1.3 Additions and amendments to these General Purchasing Conditions by any of our staff, with the exception of managing directors or authorised signatories, must be confirmed by us in text from in order to be valid.

2. Orders and deliveries

2.1 Unless our orders contain a specific binding period, we shall be bound to them for two weeks from the date of the order.

2.2 Agreed deadlines for deliveries and service are binding. The supplier is to inform us directly in text form in the event of the occurrence or likelihood of any circumstances that will make it impossible to observe the delivery date. If we agree in text form to the set time being exceeded, there shall not be a default.

2.3 If a time is defined by calendar for the delivery or service, or can be defined on the basis of the order, then the supplier shall be considered in default at the end of that day without the need for us to issue a reminder. With regard to set dates, the default shall arise as soon as the last agreed day for delivery is exceeded.

2.4 In the event of a delay in delivery, we shall be entitled to any and all legal claims, including that of withdrawal and compensation, instead of the service after the unsuccessful expiry of a reasonable deadline.

2.5 We may impose a penalty of 0.5% and maximum 5% of the respective order value on the supplier in the event of a delivery delay after prior warning in text form for each commenced week. The penalty is to be offset against any damages due by delay by the supplier.

2.6 Even if shipment is agreed, the risk does not pass to us until the goods are at the agreed destination. The costs for transportation including packaging, insurance and any additional costs will all be borne by the supplier.

2.7 The supplier is obliged to provide all deliveries in the quality and composition stipulated in the accepted sample provided by him and checked by us.

2.8 The supplier is not to make partial deliveries without our prior agreement in text form.

3. Warranty

3.1 In the event of any defects, we are entitled to full statutory claims. However, in this case the warranty period shall be 36 months.

3.2 Variations in quality and quantity and obvious defects shall be considered as reported promptly if we inform the supplier of them within 5 working days of delivery of the goods. Concealed defects shall be considered as reported in time if the supplier is informed of them within 14 days of their discovery.

3.3 We shall still assert any claims under warranty even in the event of acceptance and approval of submitted samples and prototypes.

3.4 The seller guarantees that the goods he supplies comply with all the valid legal German and EU definitions with regard to contents, packaging and declarations. In particular, he shall observe the requirements of German food legislation and of the labelling regulation.

3.5 The seller is to carefully appoint and supervise his staff to ensure that the possibility of any misrepresentation of his goods, whether intended or not, and in particular of the sale of misrepresented or erroneously labelled goods is ruled out.

3.6 Receipt of our written notification of defects by the supplier will suspend the limitation period of any claims under warranty.
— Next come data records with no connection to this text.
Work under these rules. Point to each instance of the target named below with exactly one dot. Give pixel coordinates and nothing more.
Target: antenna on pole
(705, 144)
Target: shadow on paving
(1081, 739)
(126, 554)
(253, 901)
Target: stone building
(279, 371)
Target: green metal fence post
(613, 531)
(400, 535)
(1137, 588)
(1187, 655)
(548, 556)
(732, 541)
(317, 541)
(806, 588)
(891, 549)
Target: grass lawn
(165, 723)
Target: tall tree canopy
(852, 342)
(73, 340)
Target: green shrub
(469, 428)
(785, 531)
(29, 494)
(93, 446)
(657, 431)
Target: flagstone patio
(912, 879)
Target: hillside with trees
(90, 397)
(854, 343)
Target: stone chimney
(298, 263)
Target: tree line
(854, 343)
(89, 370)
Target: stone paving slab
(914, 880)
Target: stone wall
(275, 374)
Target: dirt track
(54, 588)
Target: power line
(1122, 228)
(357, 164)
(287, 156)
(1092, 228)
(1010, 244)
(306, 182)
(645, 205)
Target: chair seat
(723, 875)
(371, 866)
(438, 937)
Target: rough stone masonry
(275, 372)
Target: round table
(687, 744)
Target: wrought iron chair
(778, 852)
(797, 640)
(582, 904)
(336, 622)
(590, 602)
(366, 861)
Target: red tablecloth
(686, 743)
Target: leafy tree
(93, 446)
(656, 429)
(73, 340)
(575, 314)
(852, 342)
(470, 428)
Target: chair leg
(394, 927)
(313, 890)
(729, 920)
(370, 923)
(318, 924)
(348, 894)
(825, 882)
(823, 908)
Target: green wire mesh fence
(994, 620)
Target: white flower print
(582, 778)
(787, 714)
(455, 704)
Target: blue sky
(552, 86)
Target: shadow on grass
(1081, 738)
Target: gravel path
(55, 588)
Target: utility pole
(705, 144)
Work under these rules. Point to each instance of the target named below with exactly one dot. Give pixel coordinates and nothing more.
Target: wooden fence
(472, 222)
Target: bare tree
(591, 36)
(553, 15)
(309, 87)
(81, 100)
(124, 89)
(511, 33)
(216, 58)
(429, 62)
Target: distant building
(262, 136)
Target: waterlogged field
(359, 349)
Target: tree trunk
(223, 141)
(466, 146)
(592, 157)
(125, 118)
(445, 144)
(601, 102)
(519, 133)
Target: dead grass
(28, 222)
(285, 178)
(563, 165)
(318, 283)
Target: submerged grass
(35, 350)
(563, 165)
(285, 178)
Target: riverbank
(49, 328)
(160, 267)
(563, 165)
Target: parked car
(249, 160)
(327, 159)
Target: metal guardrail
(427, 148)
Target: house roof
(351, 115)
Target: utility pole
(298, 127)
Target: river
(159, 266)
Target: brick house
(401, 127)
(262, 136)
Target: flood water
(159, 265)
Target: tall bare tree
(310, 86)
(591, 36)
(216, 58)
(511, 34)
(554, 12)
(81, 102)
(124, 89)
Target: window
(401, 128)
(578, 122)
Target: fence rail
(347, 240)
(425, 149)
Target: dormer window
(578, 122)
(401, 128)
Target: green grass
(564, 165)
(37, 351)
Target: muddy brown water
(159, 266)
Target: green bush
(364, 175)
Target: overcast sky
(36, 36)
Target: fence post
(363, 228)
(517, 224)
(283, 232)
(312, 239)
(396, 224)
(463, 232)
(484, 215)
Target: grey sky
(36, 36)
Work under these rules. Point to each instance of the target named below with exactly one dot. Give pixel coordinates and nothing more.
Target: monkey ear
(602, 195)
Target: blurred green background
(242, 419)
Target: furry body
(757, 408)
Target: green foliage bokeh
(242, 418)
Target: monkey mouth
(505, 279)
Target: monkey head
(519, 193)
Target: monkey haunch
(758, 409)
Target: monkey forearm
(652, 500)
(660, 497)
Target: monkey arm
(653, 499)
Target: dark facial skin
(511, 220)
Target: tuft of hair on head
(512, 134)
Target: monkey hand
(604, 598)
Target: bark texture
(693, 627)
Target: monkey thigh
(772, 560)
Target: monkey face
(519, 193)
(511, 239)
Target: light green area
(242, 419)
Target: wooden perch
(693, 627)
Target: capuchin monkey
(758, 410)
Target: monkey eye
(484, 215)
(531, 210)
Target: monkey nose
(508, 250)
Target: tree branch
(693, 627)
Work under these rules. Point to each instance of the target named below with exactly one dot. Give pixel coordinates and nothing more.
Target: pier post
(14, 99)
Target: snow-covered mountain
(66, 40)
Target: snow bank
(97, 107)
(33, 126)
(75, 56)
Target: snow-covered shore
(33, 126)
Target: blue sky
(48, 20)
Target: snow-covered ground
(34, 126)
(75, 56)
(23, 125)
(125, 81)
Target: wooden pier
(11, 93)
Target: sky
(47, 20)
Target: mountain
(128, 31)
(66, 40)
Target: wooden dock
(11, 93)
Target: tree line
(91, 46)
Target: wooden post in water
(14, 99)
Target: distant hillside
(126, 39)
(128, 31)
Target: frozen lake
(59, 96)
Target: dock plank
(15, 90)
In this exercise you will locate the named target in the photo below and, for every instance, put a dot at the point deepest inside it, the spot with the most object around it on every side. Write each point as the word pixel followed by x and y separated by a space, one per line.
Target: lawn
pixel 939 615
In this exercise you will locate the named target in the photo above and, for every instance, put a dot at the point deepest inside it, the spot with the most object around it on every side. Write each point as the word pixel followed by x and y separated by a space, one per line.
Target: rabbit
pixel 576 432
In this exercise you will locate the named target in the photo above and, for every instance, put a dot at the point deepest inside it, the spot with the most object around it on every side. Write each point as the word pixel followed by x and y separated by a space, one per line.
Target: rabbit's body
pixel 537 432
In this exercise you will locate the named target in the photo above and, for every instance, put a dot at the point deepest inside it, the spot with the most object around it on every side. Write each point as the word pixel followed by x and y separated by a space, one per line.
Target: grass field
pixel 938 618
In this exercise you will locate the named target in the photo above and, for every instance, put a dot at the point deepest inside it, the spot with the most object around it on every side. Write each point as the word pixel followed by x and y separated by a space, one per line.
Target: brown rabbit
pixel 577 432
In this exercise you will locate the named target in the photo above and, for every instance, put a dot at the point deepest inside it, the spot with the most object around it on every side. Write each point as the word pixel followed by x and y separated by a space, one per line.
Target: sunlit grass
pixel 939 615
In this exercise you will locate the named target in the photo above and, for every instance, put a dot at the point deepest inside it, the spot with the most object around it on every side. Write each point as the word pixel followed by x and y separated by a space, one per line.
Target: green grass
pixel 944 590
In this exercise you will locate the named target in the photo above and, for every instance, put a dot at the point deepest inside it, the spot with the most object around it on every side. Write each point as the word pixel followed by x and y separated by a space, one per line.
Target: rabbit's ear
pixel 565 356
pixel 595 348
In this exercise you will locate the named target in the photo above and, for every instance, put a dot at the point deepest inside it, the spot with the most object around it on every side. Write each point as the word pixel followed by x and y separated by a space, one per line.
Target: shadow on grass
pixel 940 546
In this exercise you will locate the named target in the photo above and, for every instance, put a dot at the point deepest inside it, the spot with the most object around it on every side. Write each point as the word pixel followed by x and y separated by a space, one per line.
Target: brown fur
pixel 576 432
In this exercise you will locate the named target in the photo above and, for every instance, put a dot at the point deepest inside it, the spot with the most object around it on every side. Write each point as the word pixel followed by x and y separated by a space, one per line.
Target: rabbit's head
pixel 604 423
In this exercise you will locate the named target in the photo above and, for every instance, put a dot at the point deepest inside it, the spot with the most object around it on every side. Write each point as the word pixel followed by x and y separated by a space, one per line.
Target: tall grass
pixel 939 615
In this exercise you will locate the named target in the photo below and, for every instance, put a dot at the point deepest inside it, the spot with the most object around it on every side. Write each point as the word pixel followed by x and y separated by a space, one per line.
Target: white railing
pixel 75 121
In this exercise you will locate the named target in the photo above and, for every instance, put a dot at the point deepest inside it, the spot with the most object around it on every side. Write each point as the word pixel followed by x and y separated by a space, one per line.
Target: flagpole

4. Ownership structures and data privacy

4.1 The supplier's ownership structures shall only apply insofar as they relate to our payment obligation for those products over which the supplier reserves ownership. No extended rights of retention shall be accepted.

4.2 We are entitled to process any personal details relevant to the business association in accordance with the Federal Data Protection Act.

5. Prices and payment

5.1 The price stated in the order is binding.

5.2 Unless otherwise agreed, we shall pay the purchase price within 14 days of the delivery and receipt of the invoice with 3% discount, or net within 30 days. Payment will be considered as having been made on time when our bank receives our transfer order for the amount we owe.

5.3 We are entitled to offset against the supplier's claim provided the amount of this offset is undisputed or legally binding. In the event of defective deliveries, we are entitled to delay payment at least until an official and impartial test result is available with no loss of discounts or other payment reductions.

5.4 The place of fulfilment for payments is Trier.

6. Final provisions

6.1 The sole place of jurisdiction for any disputes arising from the contractual relationship is Trier. However, we are also free to take action against the supplier or lessor at his place of general jurisdiction.

6.2 The contracts concluded between us and the supplier or lessor are subject to the law of the Federal Republic of Germany under exclusion of the agreement on the international sale of goods (UN Convention on Contracts).